In its 2001 report, the Intergovernmental Panel on Climate Change stated, "There is new and
stronger evidence that most of the warming observed over the last 50 years is attributable to
human activities." [3] Carbon dioxide from fossil fuel burning and land clearing has been
accumulating in the atmosphere, where it acts like a blanket keeping Earth warm and heating up
the surface, ocean, and atmosphere. As a result, current levels of carbon dioxide in the
atmosphere are higher than at any time during the last 650,000 years. [4,5,6]
Background: Driving the Climate ("Forcing")
Climate is influenced by many factors, both natural and human. [7] Things that increase
temperature, such as increases in heat-trapping emissions from cars and power plants or an
increase in the amount of radiation the sun emits, are examples of "positive" forcings or drivers.

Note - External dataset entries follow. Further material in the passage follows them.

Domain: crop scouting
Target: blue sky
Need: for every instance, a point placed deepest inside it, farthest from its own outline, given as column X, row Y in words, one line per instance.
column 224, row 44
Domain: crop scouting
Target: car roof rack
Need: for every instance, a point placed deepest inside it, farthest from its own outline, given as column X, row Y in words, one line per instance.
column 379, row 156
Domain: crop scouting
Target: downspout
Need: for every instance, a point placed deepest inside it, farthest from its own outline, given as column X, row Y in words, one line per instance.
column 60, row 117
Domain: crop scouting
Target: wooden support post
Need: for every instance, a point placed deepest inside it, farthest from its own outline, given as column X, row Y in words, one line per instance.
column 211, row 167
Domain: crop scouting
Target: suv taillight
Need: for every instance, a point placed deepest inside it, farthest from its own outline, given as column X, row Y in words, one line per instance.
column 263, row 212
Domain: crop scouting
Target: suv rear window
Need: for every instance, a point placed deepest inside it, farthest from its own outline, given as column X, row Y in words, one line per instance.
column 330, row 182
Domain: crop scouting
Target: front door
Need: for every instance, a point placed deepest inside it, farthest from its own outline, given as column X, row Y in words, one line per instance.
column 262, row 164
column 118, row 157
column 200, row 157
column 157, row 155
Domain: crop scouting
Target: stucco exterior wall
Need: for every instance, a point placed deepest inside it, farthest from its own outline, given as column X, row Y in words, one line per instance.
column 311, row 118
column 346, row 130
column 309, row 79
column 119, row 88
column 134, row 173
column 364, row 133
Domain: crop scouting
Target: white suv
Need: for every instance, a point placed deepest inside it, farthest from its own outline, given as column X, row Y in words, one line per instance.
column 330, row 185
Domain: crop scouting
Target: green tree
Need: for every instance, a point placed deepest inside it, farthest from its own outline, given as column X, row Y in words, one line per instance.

Volcanic events and some types of human-made pollution, both of which inject sunlight-reflecting
aerosols into the atmosphere, lower temperature and are examples of "negative" forcings or
drivers. Natural climate drivers include the sun's energy output, aerosols from volcanic activity, and
changes in snow and ice cover. Human climate drivers include heat-trapping emissions from cars
and power plants, aerosols from pollution, and soot particles.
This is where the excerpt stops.